The timing might seem like an election stunt, but it is the result of a years-long process that included a public comment period. This is genuinely good consumer protection news for people of all political persuasions.

Running on empty

The new rules update the Mental Health Parity and Addiction Equity Act that Congress passed in 2008. That law was supposed to make insurers treat beneficiaries’ minds and bodies equally. But it lacked specifics in key areas, and companies took advantage of the vagaries to avoid complying with the law. That’d be like borrowing a friend’s car and returning it with an empty tank because they didn’t tell you, and you didn’t ask, what kind of gas it takes.

Since private insurers are profit-driven, and updating systems and expanding mental health benefits are expensive in the short-term, they weren’t incentivized to do the right thing. Over the long run, treating mental illness and addiction would reduce the cost of treating physical ailments by the billions of dollars.

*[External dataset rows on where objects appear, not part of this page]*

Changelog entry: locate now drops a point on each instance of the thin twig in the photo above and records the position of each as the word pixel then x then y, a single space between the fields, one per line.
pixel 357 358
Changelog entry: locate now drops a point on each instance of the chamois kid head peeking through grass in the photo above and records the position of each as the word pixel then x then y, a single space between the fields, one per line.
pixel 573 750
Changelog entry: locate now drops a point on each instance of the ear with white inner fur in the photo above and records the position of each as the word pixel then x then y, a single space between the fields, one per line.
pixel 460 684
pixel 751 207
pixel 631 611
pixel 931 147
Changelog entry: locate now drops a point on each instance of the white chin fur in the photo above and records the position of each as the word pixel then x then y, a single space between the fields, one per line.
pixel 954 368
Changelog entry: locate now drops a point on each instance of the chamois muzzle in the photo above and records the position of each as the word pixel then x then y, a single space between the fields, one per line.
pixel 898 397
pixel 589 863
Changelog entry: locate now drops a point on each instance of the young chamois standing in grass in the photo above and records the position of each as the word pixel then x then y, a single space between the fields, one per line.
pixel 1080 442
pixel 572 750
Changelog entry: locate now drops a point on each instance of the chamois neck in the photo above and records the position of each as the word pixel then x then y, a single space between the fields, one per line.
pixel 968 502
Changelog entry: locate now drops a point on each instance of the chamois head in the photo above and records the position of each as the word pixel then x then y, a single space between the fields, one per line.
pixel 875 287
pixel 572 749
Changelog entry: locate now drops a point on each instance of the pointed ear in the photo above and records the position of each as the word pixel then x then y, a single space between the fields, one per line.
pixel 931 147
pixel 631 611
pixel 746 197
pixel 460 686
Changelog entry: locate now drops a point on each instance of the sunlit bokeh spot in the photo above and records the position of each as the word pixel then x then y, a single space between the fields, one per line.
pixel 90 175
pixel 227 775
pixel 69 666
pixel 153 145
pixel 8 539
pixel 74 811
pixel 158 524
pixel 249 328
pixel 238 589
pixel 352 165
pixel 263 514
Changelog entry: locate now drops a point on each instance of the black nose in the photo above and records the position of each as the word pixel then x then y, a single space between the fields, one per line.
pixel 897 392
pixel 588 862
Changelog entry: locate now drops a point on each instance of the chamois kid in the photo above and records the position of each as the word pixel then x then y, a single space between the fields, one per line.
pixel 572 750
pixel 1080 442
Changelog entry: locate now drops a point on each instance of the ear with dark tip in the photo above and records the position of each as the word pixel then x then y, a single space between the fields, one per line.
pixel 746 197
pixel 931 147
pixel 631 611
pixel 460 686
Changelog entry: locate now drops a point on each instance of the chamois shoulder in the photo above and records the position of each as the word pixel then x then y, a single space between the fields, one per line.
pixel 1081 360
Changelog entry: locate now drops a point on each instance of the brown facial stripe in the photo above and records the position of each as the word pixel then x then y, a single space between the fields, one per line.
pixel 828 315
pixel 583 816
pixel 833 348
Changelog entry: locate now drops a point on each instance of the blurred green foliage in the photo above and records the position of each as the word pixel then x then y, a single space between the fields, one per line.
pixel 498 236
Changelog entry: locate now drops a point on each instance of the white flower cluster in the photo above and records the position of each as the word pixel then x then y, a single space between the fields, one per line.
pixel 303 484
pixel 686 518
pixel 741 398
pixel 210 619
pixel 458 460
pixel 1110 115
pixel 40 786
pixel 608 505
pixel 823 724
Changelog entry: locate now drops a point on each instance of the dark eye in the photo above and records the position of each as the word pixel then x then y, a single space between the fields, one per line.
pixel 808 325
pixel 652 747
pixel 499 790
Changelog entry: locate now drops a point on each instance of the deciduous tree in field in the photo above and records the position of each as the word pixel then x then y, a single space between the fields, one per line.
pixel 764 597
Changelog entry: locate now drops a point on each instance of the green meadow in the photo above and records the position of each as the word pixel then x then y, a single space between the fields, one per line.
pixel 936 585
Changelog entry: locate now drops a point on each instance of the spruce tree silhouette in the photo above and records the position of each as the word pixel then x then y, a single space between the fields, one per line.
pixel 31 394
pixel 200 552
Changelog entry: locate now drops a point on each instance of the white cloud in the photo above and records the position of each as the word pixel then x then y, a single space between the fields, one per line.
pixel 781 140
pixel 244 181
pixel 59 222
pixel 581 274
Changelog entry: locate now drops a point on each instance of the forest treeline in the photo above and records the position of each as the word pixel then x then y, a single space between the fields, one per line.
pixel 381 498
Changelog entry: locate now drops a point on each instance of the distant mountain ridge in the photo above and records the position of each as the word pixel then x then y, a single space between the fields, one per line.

Despite that, a lack of parity in health coverage has added to the cost and stigma around mental health and substance use services.

It has also made a lot of people give up trying to get help. This has real consequences. In 2020, less than half of all adults with mental illness received treatment. And nearly 70 percent of kids who seek care for mental health or substance use cannot get it. This is a problem in a country where as many as two in five adults have anxiety or depression and suicide is the second leading cause of death among young people, ages 10 to 24 years old.